O engraçado é que a antipatia pela telinha não era só minha. Para quem prestasse bem atenção, ela já aparecia nas telonas do próprio cinema americano, bem antes de a nova mídia aportar em solo brasileiro.

Filmes como “Calúnia”, “Bancando a ama seca”, “Tudo que o céu permite” e “Se meu apartamento falasse” – que lembro ao acaso, todos dos anos cinquenta – incluíam cenas que ridicularizam a televisão, meio de comunicação (só vim a saber disso, muito depois) que se instalara nos States desde 1949. No filme de Tay Garnet a televisão era coisa para enfermos; no de Jerry Lewis era um desastre só; no de Douglas Sirk era um triste e ridículo consolo para mulheres solitárias; no de Billy Wilder, era um troço repetitivo e extremamente maçante que desligar consistia num alívio para o espírito.

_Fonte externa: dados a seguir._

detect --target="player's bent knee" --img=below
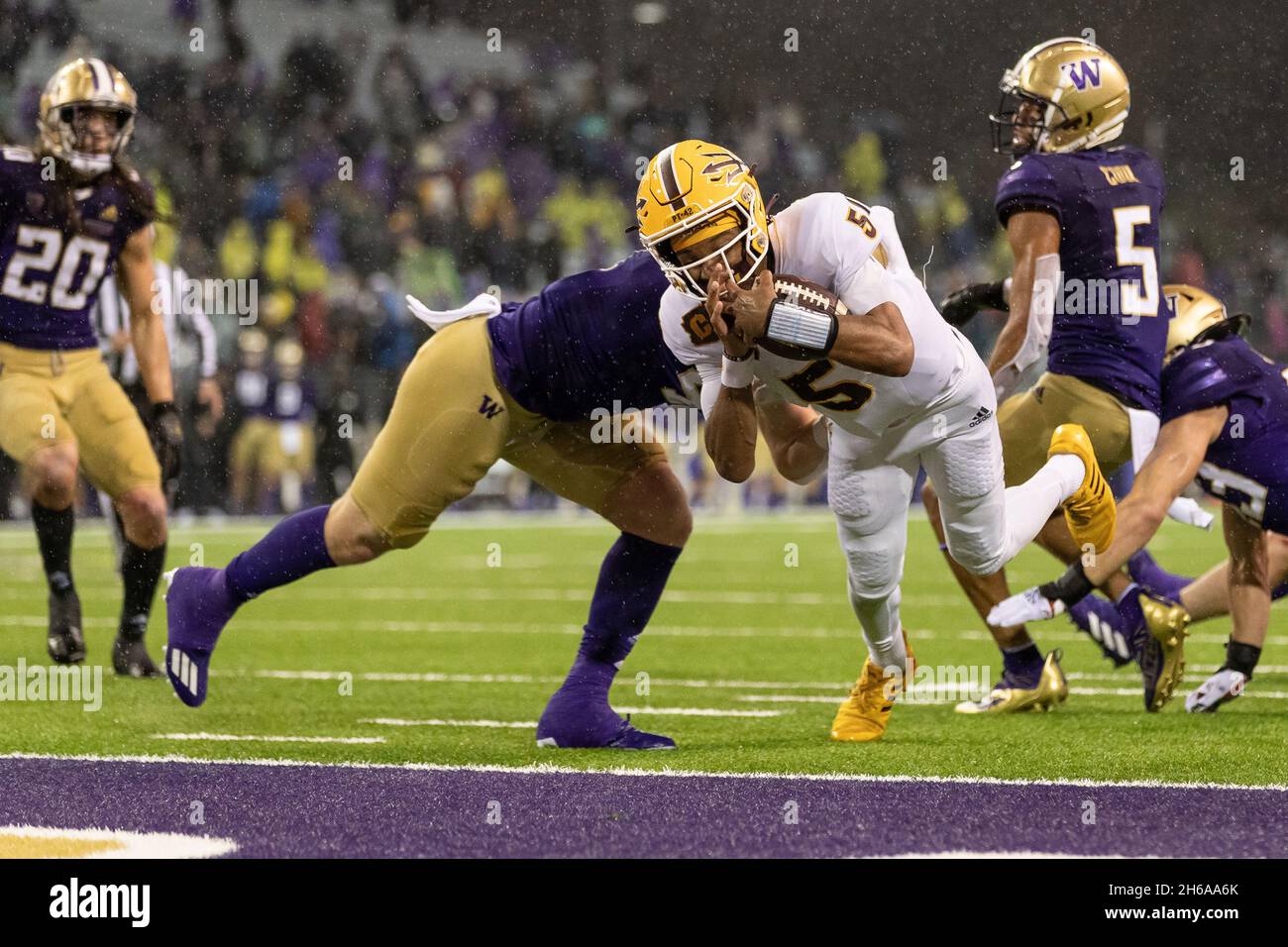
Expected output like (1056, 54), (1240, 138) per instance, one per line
(945, 526), (1010, 576)
(323, 494), (388, 566)
(602, 464), (693, 546)
(921, 480), (939, 520)
(26, 445), (80, 509)
(116, 487), (166, 549)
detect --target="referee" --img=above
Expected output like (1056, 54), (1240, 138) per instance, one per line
(91, 261), (224, 533)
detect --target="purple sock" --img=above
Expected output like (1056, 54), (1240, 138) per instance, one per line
(1002, 642), (1042, 686)
(224, 506), (335, 601)
(1127, 549), (1194, 601)
(564, 532), (682, 698)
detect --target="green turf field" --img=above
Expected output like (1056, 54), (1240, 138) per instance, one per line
(0, 514), (1288, 785)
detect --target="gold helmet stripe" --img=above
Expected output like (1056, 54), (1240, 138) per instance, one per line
(86, 59), (116, 93)
(657, 145), (684, 210)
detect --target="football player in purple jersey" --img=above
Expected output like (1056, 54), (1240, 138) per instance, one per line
(923, 38), (1171, 712)
(989, 286), (1288, 712)
(0, 59), (183, 678)
(166, 252), (697, 750)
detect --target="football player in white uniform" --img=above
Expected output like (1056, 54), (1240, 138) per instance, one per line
(636, 141), (1115, 741)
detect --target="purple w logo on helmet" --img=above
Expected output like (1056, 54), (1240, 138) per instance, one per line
(1064, 58), (1100, 91)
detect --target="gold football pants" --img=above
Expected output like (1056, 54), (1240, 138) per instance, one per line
(0, 343), (161, 500)
(349, 318), (667, 549)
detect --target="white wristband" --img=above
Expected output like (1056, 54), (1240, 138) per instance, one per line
(720, 356), (756, 388)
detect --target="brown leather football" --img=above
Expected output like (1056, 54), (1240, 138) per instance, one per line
(756, 273), (849, 361)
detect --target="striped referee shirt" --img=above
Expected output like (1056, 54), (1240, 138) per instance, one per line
(91, 261), (218, 385)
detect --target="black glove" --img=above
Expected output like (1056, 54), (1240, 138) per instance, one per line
(149, 401), (183, 487)
(939, 281), (1012, 329)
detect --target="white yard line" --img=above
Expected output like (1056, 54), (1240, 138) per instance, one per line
(0, 610), (1288, 649)
(0, 753), (1288, 792)
(358, 706), (785, 729)
(152, 733), (385, 743)
(0, 826), (237, 858)
(234, 670), (850, 690)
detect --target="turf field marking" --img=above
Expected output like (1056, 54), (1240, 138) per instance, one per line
(0, 610), (1288, 649)
(0, 826), (237, 858)
(152, 733), (385, 743)
(358, 707), (785, 728)
(358, 716), (537, 730)
(737, 684), (1288, 707)
(0, 751), (1288, 793)
(862, 849), (1143, 858)
(235, 670), (851, 690)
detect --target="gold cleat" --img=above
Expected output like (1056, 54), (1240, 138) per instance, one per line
(832, 631), (917, 743)
(1140, 594), (1190, 714)
(953, 648), (1069, 714)
(1047, 424), (1118, 553)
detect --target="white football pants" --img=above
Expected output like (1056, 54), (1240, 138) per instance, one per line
(828, 356), (1085, 676)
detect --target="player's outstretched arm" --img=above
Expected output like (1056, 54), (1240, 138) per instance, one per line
(117, 227), (174, 404)
(752, 382), (827, 484)
(988, 404), (1229, 627)
(827, 303), (915, 377)
(703, 270), (756, 483)
(988, 210), (1060, 374)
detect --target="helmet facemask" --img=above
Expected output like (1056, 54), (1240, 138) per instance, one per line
(644, 194), (769, 299)
(40, 102), (134, 175)
(988, 80), (1068, 156)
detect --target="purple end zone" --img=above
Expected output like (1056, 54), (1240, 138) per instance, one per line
(0, 758), (1288, 857)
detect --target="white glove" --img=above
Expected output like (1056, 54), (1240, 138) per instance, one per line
(988, 585), (1064, 627)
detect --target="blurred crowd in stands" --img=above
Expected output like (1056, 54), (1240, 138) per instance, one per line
(0, 0), (1288, 515)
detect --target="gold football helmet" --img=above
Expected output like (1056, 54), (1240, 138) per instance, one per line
(38, 59), (138, 175)
(1163, 283), (1248, 359)
(635, 139), (769, 299)
(988, 36), (1130, 154)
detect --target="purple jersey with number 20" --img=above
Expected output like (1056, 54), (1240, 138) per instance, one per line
(996, 146), (1172, 412)
(1162, 336), (1288, 533)
(0, 147), (149, 349)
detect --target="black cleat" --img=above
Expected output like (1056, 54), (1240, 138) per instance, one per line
(112, 622), (161, 678)
(47, 590), (85, 665)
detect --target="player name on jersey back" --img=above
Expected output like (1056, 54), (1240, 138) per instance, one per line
(996, 146), (1171, 411)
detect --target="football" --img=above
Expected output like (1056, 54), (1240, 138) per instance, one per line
(756, 273), (849, 361)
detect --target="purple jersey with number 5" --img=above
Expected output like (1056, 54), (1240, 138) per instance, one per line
(0, 147), (149, 349)
(996, 146), (1172, 412)
(1162, 336), (1288, 533)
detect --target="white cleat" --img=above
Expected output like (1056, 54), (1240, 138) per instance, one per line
(988, 585), (1064, 627)
(1185, 668), (1248, 714)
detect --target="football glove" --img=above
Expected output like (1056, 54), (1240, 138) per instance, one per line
(939, 279), (1012, 329)
(149, 401), (183, 485)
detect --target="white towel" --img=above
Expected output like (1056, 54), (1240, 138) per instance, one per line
(1127, 407), (1212, 530)
(407, 292), (501, 333)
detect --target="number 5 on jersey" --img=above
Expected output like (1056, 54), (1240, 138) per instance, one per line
(783, 359), (872, 411)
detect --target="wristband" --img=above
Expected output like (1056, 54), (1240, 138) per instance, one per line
(720, 352), (756, 388)
(765, 299), (837, 357)
(1038, 562), (1095, 605)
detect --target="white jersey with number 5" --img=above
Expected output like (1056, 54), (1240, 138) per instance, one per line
(661, 192), (983, 438)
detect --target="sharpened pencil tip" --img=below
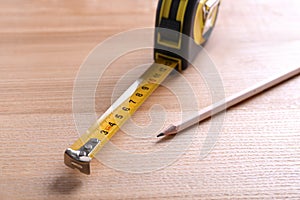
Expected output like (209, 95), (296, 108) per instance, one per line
(157, 133), (165, 137)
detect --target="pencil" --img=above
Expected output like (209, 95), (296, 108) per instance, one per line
(157, 67), (300, 137)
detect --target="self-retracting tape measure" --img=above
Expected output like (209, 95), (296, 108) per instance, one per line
(64, 0), (220, 174)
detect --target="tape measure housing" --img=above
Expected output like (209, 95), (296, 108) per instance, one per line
(154, 0), (220, 71)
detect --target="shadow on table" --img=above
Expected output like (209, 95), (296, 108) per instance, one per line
(49, 173), (82, 194)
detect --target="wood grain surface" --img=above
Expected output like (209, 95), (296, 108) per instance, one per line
(0, 0), (300, 200)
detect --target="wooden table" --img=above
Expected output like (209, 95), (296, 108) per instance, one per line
(0, 0), (300, 199)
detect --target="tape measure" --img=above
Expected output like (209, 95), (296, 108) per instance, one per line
(64, 0), (220, 174)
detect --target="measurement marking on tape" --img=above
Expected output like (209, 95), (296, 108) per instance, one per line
(65, 59), (178, 174)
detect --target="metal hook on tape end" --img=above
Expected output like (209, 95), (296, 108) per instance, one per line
(64, 138), (100, 175)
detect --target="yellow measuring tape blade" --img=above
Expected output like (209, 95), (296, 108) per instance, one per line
(65, 59), (178, 174)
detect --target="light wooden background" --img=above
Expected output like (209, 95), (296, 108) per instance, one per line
(0, 0), (300, 199)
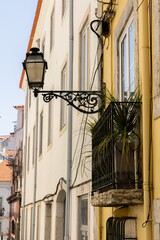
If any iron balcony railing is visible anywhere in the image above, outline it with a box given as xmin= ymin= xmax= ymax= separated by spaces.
xmin=92 ymin=102 xmax=142 ymax=193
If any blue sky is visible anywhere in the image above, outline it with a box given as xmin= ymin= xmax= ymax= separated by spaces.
xmin=0 ymin=0 xmax=38 ymax=135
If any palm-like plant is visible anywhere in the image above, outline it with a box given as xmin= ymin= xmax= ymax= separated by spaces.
xmin=90 ymin=90 xmax=142 ymax=188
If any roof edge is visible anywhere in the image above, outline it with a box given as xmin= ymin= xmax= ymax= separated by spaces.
xmin=19 ymin=0 xmax=43 ymax=88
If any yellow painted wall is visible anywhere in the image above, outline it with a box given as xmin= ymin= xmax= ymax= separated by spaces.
xmin=99 ymin=0 xmax=156 ymax=240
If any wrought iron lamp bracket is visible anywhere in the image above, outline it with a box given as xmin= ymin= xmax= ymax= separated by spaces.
xmin=34 ymin=88 xmax=104 ymax=114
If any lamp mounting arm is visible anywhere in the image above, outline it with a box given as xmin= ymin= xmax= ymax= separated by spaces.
xmin=34 ymin=88 xmax=104 ymax=114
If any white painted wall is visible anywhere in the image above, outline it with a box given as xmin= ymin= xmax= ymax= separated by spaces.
xmin=0 ymin=182 xmax=11 ymax=240
xmin=22 ymin=0 xmax=98 ymax=240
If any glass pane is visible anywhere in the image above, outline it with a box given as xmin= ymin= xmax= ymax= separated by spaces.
xmin=50 ymin=12 xmax=54 ymax=50
xmin=80 ymin=26 xmax=89 ymax=91
xmin=121 ymin=35 xmax=128 ymax=99
xmin=81 ymin=199 xmax=88 ymax=225
xmin=60 ymin=66 xmax=66 ymax=129
xmin=129 ymin=21 xmax=135 ymax=92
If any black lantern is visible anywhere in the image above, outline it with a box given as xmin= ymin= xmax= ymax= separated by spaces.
xmin=23 ymin=48 xmax=47 ymax=88
xmin=23 ymin=48 xmax=104 ymax=114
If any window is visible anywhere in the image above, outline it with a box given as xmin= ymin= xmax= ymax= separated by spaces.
xmin=50 ymin=10 xmax=55 ymax=51
xmin=29 ymin=90 xmax=31 ymax=107
xmin=32 ymin=126 xmax=36 ymax=165
xmin=45 ymin=204 xmax=52 ymax=240
xmin=78 ymin=195 xmax=88 ymax=240
xmin=39 ymin=112 xmax=43 ymax=155
xmin=119 ymin=16 xmax=135 ymax=101
xmin=62 ymin=0 xmax=66 ymax=17
xmin=48 ymin=101 xmax=53 ymax=145
xmin=30 ymin=207 xmax=33 ymax=239
xmin=36 ymin=38 xmax=40 ymax=49
xmin=25 ymin=208 xmax=28 ymax=240
xmin=36 ymin=206 xmax=41 ymax=240
xmin=42 ymin=39 xmax=45 ymax=57
xmin=27 ymin=137 xmax=30 ymax=171
xmin=12 ymin=220 xmax=15 ymax=234
xmin=0 ymin=197 xmax=2 ymax=216
xmin=80 ymin=23 xmax=89 ymax=91
xmin=60 ymin=65 xmax=67 ymax=129
xmin=106 ymin=217 xmax=137 ymax=240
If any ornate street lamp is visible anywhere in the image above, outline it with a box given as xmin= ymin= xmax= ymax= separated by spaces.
xmin=23 ymin=48 xmax=104 ymax=114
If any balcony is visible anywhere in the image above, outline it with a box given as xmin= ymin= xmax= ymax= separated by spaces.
xmin=92 ymin=102 xmax=143 ymax=206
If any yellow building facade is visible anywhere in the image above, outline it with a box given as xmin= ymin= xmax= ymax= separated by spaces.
xmin=92 ymin=0 xmax=160 ymax=240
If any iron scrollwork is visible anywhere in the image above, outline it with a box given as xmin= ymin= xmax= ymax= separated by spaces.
xmin=34 ymin=89 xmax=104 ymax=114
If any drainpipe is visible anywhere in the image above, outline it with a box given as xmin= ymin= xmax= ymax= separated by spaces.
xmin=139 ymin=0 xmax=152 ymax=240
xmin=21 ymin=88 xmax=28 ymax=240
xmin=64 ymin=0 xmax=73 ymax=240
xmin=31 ymin=96 xmax=39 ymax=240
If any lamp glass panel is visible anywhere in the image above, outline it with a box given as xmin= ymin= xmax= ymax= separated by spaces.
xmin=26 ymin=62 xmax=44 ymax=83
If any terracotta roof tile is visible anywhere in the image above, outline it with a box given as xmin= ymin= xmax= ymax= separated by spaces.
xmin=0 ymin=160 xmax=12 ymax=182
xmin=5 ymin=151 xmax=14 ymax=156
xmin=13 ymin=105 xmax=24 ymax=109
xmin=19 ymin=0 xmax=43 ymax=88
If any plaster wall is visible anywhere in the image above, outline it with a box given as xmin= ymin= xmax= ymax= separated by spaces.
xmin=0 ymin=182 xmax=11 ymax=239
xmin=22 ymin=0 xmax=98 ymax=240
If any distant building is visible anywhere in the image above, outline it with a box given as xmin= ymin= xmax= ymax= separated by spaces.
xmin=0 ymin=133 xmax=15 ymax=157
xmin=7 ymin=105 xmax=24 ymax=240
xmin=0 ymin=160 xmax=12 ymax=240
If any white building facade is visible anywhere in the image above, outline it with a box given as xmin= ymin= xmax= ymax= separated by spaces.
xmin=20 ymin=0 xmax=100 ymax=240
xmin=0 ymin=160 xmax=12 ymax=240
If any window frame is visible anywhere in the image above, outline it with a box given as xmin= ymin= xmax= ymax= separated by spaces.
xmin=32 ymin=125 xmax=36 ymax=166
xmin=112 ymin=0 xmax=139 ymax=100
xmin=50 ymin=8 xmax=55 ymax=52
xmin=39 ymin=111 xmax=43 ymax=156
xmin=36 ymin=205 xmax=41 ymax=240
xmin=25 ymin=208 xmax=28 ymax=240
xmin=118 ymin=14 xmax=135 ymax=101
xmin=78 ymin=194 xmax=89 ymax=240
xmin=27 ymin=136 xmax=31 ymax=171
xmin=48 ymin=101 xmax=53 ymax=146
xmin=79 ymin=17 xmax=90 ymax=91
xmin=62 ymin=0 xmax=67 ymax=18
xmin=60 ymin=62 xmax=67 ymax=131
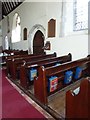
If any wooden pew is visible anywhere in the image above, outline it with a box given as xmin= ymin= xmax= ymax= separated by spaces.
xmin=66 ymin=78 xmax=90 ymax=119
xmin=19 ymin=53 xmax=72 ymax=89
xmin=10 ymin=53 xmax=56 ymax=80
xmin=34 ymin=56 xmax=90 ymax=105
xmin=6 ymin=54 xmax=35 ymax=76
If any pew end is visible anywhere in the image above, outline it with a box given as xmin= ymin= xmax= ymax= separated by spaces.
xmin=66 ymin=77 xmax=90 ymax=119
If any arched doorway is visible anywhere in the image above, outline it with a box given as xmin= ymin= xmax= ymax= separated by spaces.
xmin=33 ymin=30 xmax=44 ymax=54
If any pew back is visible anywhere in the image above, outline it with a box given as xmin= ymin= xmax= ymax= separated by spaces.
xmin=66 ymin=78 xmax=90 ymax=119
xmin=20 ymin=53 xmax=72 ymax=88
xmin=34 ymin=56 xmax=90 ymax=104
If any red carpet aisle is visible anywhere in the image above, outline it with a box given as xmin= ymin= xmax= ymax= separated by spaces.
xmin=0 ymin=70 xmax=2 ymax=120
xmin=2 ymin=70 xmax=45 ymax=119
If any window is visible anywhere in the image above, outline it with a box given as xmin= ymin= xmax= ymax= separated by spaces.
xmin=12 ymin=13 xmax=21 ymax=43
xmin=74 ymin=0 xmax=89 ymax=31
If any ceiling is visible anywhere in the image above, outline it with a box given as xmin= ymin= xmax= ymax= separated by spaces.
xmin=0 ymin=0 xmax=24 ymax=20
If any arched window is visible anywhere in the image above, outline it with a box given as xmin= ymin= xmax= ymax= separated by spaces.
xmin=12 ymin=13 xmax=21 ymax=43
xmin=48 ymin=19 xmax=56 ymax=37
xmin=23 ymin=28 xmax=27 ymax=40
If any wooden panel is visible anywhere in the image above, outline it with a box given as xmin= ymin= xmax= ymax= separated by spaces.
xmin=66 ymin=78 xmax=90 ymax=118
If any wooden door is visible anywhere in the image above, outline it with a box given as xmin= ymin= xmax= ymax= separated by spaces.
xmin=33 ymin=30 xmax=44 ymax=54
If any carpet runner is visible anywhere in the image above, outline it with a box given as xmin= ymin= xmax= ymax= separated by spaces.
xmin=0 ymin=70 xmax=46 ymax=120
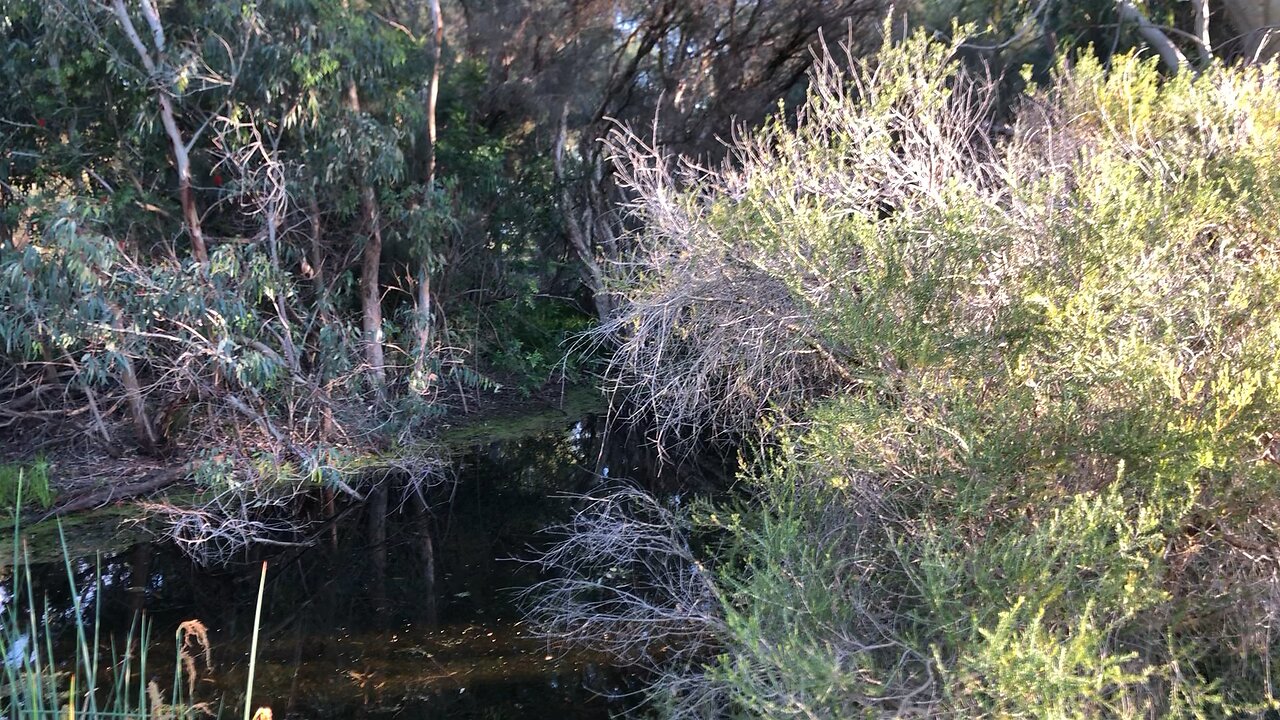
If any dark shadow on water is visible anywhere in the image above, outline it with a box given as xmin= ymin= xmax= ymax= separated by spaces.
xmin=7 ymin=418 xmax=732 ymax=720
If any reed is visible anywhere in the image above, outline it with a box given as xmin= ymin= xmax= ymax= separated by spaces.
xmin=0 ymin=468 xmax=269 ymax=720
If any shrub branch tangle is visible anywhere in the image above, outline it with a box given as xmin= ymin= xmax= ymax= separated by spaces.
xmin=553 ymin=30 xmax=1280 ymax=717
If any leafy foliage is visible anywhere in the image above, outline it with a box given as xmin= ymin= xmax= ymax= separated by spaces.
xmin=576 ymin=26 xmax=1280 ymax=717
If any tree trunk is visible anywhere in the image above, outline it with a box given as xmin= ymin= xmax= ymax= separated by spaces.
xmin=111 ymin=0 xmax=209 ymax=265
xmin=413 ymin=0 xmax=444 ymax=375
xmin=347 ymin=82 xmax=387 ymax=395
xmin=552 ymin=102 xmax=613 ymax=320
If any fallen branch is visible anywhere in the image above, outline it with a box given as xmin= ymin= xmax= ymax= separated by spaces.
xmin=37 ymin=462 xmax=196 ymax=521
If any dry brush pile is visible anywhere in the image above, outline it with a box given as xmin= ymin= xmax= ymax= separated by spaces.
xmin=535 ymin=29 xmax=1280 ymax=717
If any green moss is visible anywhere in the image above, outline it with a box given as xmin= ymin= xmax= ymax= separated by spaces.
xmin=0 ymin=457 xmax=55 ymax=512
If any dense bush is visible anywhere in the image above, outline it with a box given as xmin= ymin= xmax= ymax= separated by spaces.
xmin=560 ymin=30 xmax=1280 ymax=717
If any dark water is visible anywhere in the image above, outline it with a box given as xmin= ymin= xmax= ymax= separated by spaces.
xmin=5 ymin=418 xmax=716 ymax=720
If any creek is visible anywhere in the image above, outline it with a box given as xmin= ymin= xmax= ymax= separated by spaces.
xmin=5 ymin=415 xmax=716 ymax=720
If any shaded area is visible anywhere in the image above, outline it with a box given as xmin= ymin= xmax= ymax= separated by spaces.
xmin=5 ymin=416 xmax=732 ymax=719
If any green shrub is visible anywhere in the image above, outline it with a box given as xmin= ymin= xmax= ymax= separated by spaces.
xmin=0 ymin=457 xmax=54 ymax=512
xmin=586 ymin=28 xmax=1280 ymax=717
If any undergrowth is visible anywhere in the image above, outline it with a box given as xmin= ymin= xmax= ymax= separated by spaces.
xmin=537 ymin=26 xmax=1280 ymax=719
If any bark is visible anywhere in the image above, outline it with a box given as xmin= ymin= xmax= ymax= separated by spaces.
xmin=1116 ymin=0 xmax=1187 ymax=73
xmin=347 ymin=82 xmax=387 ymax=395
xmin=552 ymin=104 xmax=612 ymax=320
xmin=413 ymin=0 xmax=444 ymax=374
xmin=111 ymin=0 xmax=209 ymax=265
xmin=367 ymin=478 xmax=389 ymax=615
xmin=1192 ymin=0 xmax=1213 ymax=65
xmin=113 ymin=307 xmax=160 ymax=452
xmin=303 ymin=197 xmax=334 ymax=442
xmin=40 ymin=462 xmax=196 ymax=521
xmin=410 ymin=491 xmax=439 ymax=628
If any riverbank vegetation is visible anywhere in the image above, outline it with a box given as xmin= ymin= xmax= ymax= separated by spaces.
xmin=0 ymin=0 xmax=1280 ymax=717
xmin=0 ymin=0 xmax=879 ymax=543
xmin=539 ymin=22 xmax=1280 ymax=717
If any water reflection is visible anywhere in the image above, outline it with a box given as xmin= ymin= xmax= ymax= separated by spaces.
xmin=12 ymin=418 xmax=689 ymax=720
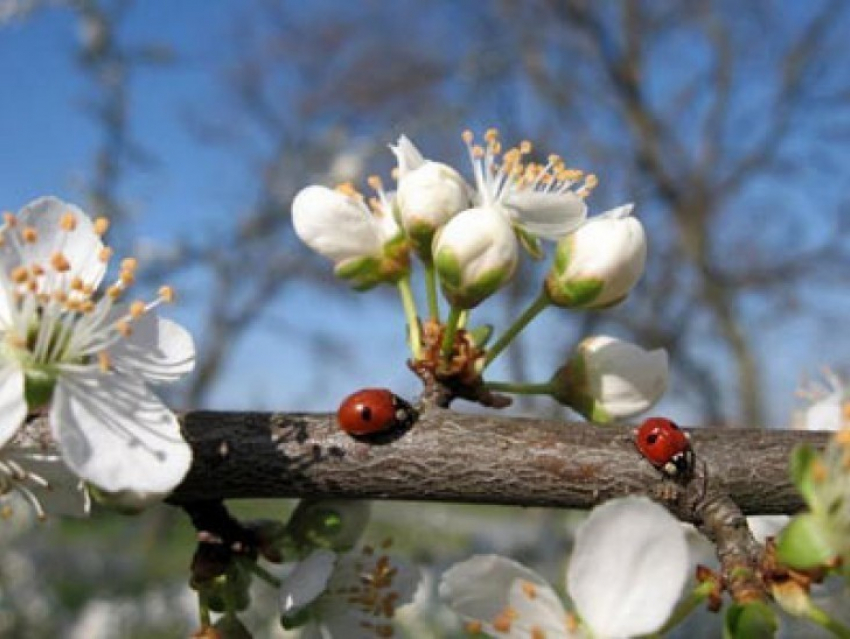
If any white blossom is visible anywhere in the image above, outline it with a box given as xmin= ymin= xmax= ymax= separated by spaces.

Obviamente, com o passar dos anos e das décadas, fui mudando minha reação à televisão, até porque a própria televisão foi mudando. Não vou entrar em detalhes, mas, como se sabe, os mesmos avanços eletrônicos que fecharam as salas dos cinemas de rua, por uma espécie de ironia do destino, transformaram o aparelho de televisão em si num precioso instrumento para o cultivo da cinefilia.

Não sei se algum jovem de hoje chegaria a dizer – no estilo hiperbólico com que abri esta crônica saudosista – que escorregou do útero para a sala doméstica onde está a televisão, mas, um fato é certo: seja qual for o seu suporte, o cinema não morreu.